Da stehe ich nun, ungefähr eine Dreiviertelstunde Autofahrt von zu Hause entfernt, ohne Telefon und ohne Auto. Das zu laufen schaffe ich nicht mehr, ich bin gerade knapp 20 Kilometer gewandert. Und selbst wenn mir das gelingt, was dann? Der Zweitschlüssel liegt zu Hause in Deutschland. Bis der mit der Post hier wäre, dauert es Tage und auch wenn ich eine Zeit ohne eigenes Auto auskäme, mein Telefon ist noch drin und ich arbeite remote. Die Zugänge funktionieren nur über Zweifaktor-Authentifizierung über mein Handy. Ich könnte nicht arbeiten.
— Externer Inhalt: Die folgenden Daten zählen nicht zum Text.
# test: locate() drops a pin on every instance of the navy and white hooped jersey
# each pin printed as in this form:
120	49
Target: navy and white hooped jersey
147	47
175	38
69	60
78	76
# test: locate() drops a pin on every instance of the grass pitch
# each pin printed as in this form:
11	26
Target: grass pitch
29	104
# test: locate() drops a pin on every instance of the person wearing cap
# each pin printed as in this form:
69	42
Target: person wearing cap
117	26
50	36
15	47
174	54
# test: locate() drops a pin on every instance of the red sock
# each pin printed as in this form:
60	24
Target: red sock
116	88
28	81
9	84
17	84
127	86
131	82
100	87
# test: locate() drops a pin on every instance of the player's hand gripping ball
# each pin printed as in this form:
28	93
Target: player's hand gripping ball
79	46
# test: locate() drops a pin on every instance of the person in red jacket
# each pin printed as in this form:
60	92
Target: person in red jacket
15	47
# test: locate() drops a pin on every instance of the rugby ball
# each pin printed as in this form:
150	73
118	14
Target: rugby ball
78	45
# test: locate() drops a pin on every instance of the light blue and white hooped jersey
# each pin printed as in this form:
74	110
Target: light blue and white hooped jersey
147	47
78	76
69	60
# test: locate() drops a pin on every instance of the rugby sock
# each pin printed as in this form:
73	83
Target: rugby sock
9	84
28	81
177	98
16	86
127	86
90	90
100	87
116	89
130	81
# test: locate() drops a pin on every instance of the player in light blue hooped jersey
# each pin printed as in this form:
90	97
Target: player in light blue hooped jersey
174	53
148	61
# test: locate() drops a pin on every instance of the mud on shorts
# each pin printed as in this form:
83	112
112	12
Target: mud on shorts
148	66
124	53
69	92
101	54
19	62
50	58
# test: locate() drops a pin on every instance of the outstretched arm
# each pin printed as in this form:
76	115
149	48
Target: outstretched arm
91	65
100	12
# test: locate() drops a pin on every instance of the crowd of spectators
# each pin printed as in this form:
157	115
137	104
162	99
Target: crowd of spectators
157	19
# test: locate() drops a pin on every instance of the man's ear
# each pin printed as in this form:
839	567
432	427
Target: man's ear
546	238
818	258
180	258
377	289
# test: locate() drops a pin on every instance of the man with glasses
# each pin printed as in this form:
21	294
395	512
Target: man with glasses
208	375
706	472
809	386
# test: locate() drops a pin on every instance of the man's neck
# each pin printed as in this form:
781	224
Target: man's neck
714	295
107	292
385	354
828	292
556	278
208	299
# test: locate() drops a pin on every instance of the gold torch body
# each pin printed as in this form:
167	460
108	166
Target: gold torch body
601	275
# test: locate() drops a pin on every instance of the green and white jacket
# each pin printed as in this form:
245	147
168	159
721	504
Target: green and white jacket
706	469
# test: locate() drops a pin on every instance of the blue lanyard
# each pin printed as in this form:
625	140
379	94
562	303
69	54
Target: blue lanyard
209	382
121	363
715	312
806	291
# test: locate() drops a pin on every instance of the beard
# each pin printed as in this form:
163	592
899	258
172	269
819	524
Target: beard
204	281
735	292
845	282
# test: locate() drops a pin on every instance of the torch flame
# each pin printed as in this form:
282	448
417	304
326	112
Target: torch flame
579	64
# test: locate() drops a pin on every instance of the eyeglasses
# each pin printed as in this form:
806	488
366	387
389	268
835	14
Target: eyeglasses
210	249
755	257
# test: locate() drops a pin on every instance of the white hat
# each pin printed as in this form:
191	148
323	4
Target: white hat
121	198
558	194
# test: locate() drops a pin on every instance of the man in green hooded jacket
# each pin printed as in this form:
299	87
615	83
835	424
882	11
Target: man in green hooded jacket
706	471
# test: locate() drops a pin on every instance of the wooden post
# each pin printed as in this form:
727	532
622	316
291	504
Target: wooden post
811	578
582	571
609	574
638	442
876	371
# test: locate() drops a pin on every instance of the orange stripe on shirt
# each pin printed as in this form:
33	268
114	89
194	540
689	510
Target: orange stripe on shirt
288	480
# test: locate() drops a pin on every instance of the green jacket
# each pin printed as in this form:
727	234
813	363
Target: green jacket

Was soll ich tun? Das Fenster einschlagen? Der Wagen ist erst wenige Monate alt! Das kann doch nicht die Lösung sein. Und der Mann? Der vermisst mich erst am Abend. Er ist selbst unterwegs, wird sich wohl wundern, warum ich keine Nachrichten beantworte, aber da er weiß, wie schlecht der Empfang hier ist, wird er sich erst mal keine Sorgen machen. Bis das so weit ist, vergehen noch einige Stunden. Ich bin auf mich selbst gestellt.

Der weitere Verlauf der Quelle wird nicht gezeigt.